1. Reiniging en ontsmetting
Gebruik plasmareiniging of isopropanol-afvegen om oxiden, vingerafdrukken of resten van het oppervlak van het positioneringsgat te verwijderen, zodat de oppervlaktereinheid voldoet aan hoge-precisie-eisen (bijvoorbeeld IPC-6012 klasse 3-norm).
Controleer de status van het door- gat: Zorg ervoor dat het positioneringsgat niet geblokkeerd is, dat de tolerantie van de gatdiameter binnen ±0,05 mm wordt geregeld en dat de ruwheid van de gatwand kleiner dan of gelijk is aan 5 μm.
2. Oppervlakteactieve behandeling (optioneel)
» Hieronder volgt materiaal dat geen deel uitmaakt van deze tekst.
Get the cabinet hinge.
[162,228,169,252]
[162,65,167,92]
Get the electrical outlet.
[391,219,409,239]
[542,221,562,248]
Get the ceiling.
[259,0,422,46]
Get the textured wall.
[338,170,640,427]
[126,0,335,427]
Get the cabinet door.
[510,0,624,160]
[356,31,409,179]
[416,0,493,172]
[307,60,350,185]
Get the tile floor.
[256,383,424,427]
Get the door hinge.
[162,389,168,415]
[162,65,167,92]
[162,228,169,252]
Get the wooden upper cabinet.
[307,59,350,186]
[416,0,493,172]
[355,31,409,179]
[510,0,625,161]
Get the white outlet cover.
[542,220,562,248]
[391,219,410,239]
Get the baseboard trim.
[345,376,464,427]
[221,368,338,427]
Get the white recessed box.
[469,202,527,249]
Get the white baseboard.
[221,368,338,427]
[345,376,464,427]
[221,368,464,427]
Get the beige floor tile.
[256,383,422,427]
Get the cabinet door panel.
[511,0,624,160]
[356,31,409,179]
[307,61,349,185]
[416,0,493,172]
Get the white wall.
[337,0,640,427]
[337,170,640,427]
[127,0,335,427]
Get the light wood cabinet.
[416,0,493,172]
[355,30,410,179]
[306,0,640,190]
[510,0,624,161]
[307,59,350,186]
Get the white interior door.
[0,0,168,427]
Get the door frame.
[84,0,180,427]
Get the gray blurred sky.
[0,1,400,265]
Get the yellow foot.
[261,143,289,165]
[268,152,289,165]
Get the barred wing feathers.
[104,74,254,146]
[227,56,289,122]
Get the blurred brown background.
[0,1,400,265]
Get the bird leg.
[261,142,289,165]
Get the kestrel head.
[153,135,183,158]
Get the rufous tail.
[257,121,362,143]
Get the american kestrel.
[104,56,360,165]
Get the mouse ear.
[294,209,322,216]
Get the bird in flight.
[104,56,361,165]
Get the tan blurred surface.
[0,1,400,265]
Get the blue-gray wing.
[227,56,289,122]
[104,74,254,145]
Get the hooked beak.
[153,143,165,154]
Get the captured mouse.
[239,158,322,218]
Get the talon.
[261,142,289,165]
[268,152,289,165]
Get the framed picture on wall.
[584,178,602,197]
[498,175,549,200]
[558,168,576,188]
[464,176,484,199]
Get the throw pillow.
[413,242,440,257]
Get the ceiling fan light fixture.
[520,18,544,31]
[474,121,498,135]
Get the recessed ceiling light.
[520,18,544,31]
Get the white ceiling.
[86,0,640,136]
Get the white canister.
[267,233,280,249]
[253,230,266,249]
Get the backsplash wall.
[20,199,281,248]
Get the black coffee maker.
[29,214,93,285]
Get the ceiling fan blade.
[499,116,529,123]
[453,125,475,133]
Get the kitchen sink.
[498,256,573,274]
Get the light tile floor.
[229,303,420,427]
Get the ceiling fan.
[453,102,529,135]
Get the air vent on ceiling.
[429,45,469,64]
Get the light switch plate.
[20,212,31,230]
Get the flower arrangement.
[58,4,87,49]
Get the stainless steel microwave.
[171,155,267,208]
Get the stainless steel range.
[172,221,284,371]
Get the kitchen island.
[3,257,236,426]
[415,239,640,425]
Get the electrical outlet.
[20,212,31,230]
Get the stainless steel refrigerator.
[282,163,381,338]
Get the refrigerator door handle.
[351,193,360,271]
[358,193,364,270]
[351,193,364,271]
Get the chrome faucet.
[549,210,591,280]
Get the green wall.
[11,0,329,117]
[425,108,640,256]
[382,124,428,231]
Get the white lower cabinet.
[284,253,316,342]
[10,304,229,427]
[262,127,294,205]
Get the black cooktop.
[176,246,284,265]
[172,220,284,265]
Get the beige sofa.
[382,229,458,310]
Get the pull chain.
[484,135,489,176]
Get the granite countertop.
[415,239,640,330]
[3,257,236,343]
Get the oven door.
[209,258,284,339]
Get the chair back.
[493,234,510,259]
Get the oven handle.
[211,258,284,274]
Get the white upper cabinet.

Voor het positioneren van gaten die bedoeld zijn voor langdurige opslag- of gemaakt zijn van speciale materialen, kan een kleine hoeveelheid vloeimiddel worden aangebracht of kan een vertinnende behandeling worden uitgevoerd om de bevochtigbaarheid en hechtsterkte tijdens het lassen te verbeteren.
Voorzorgsmaatregelen
Voorkom secundaire contaminatie na voorbehandeling. Draag anti-statische handschoenen tijdens het gebruik.
Als het positioneringsgat van gietijzer of staal is gemaakt, let dan op een roestpreventiebehandeling om te voorkomen dat oxidatie het latere gebruik beïnvloedt.